Your kindle’s email address is here:
Menu->settings->device options->Personalize your kindle-> send-to-kindle email
You have to set any email you wish to send docs FROM as a permitted email address in your Amazon account. You only have to do this once, and you can designate as many permitted email addresses as you want. But it will reject emails from any source other than the permitted emails you listed.
If you email a pdf without “convert” in the subject line, your kindle can still read it, but it might not display very well and you can’t change the width, font size, etc. This is fine for some docs, not so good for others.
Note that, whatever method you use (Duckster’s or Hello Again’s), the results may or may not be satisfactory. Calibre’s help doc describes the difficulties:
Kindle these days can read .pdfs natively. As for iBooks, there are multiple apps for reading .pdf files on the iPad. I use one called GoodReader, which works beautifully.
I have an older Kindle (1 year old) and it does not play well with PDF. You can read, but if the original page layout (i.e. computer manuals) was for a large page, the text is too small to be readable to the older eye, or you use the zoom and scroll back and forth for each line.
As mentioned above, it is not that handy with pictures.
I’ve used Calibre for text conversion, then emailed the MOBI to my Kindle ID, and it’s worked pretty good.
I am still trying to decide which e-reader to buy. I am mainly concerned with putting my own papers on, but I am willing to compile them in a narrower format to fit. What I really want to be able to do is read them sideways since then the columns (after I remove the margins) can now be read at their design size (about 6 inches). Reflowing is a no-no; math cannot survive reflowing. Some e-readers can and some (the one I was most interested in buying) cannot use text sideways.
Is e-ink very important to you?
If not, consider a regular tablet like the Nexus 7. Much easier formatting, though not quite as easy on the eyes. At $200, it’s not that much more than a Kindle and you can do a lot more with it… just not read as well.
I have both a Kindle Touch (which I absolutely love) and a Nexus 7 (which I like a lot). I’m trying to get rid of one of them right now and although the reading experience on the Kindle is much nicer, the Nexus is beginning to win me over just because it’s soooo much faster, I don’t have to worry about conversion issues as much, and pictures actually display in color and can be zoomed, etc. Might warrant consideration.
The best PDF conversion software I have used is ABBYY Finereader. It produces significantly better results than Calibre or the Kindle email service. The latest version (11) has an ebook output mode (produces .epub files and handles images intelligently).
It’s OCR software (eg. for scanning printed documents and converting to text) but it still outperforms other programs for PDFs with the text embedded.
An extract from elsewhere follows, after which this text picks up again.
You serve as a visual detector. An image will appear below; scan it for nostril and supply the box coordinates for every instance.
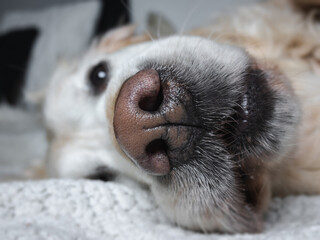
[146,139,168,156]
[139,88,163,112]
So my friend has Calibre 8.62 & she needs to know how to get her books from there onto her iTunes. She was able to drag & drop but it’s not working in this case. She is trying to update the Calibre so I can help her step by step but it’s not working for her.
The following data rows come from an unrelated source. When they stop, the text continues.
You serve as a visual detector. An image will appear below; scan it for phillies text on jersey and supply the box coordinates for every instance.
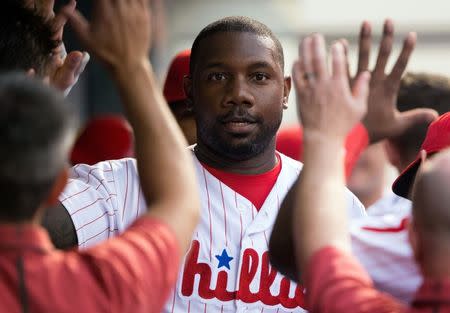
[61,151,365,313]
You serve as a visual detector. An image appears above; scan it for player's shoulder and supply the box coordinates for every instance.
[277,151,303,174]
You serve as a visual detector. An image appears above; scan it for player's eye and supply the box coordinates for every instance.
[253,72,269,81]
[208,73,227,81]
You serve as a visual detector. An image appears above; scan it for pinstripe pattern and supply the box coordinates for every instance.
[61,151,364,313]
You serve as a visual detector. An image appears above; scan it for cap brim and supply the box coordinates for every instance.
[392,157,422,199]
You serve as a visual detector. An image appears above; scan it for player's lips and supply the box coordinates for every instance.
[222,116,257,133]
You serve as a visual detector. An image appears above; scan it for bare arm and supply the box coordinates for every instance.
[269,20,436,278]
[69,0,199,251]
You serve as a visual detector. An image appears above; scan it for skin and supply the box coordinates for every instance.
[24,0,89,91]
[185,32,290,174]
[169,100,197,145]
[269,20,437,281]
[409,149,450,279]
[347,143,387,208]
My Sony (PRS-505) will do this. Even though it’s just a 6 inch display it’s still readable, more or less.
The Touch now has landscape orientation that works on all files including pdfs. You open the doc then select it in the menu.
I don’t know if it’s of interest to the OP, but my preferred technique for getting books onto my iPod Touch is to convert PDF to TXT, then load those TXT files in iSilo. I prefer this over other eBook readers because it gives me more flexibility in font size and color display; I really do want to read text and I do not want to flip virtual pages.
There are still some PDFs that are very uncooperative (others have mentioned problems, especially with columns), but I’ve had better luck than some of my early attempts with other readers.
That’s slightly misleading (though I don’t think that’s your intent). iBooks can read PDFs natively, no conversion or other apps required. You just drag the PDF to the books section in iTunes and sync.
Frankly, the best way to read PDFs is on an e-reader/tablet large enough that the PDF is readable as-is (with margins removed). From experience that doesn’t really happen until you get into the 9-10" large tablet range. 7" is a little small even with aggresively removing the margins so the text is right up against the edges of the screen. On a Kindle Keyboard reading PDFs was a joke - it works, and you can rotate them sideways as the one poster above asked, but you still are scrolling around a lot to read the whole page and it is really kind of a jarring experience.
As far as conversion, that is mostly covered above. Note that my experience is that the conversion tends much more towards the “useless” end of the spectrum even when doing some manual work such as search & replacing headers/footers and screwing with the line unwrapping.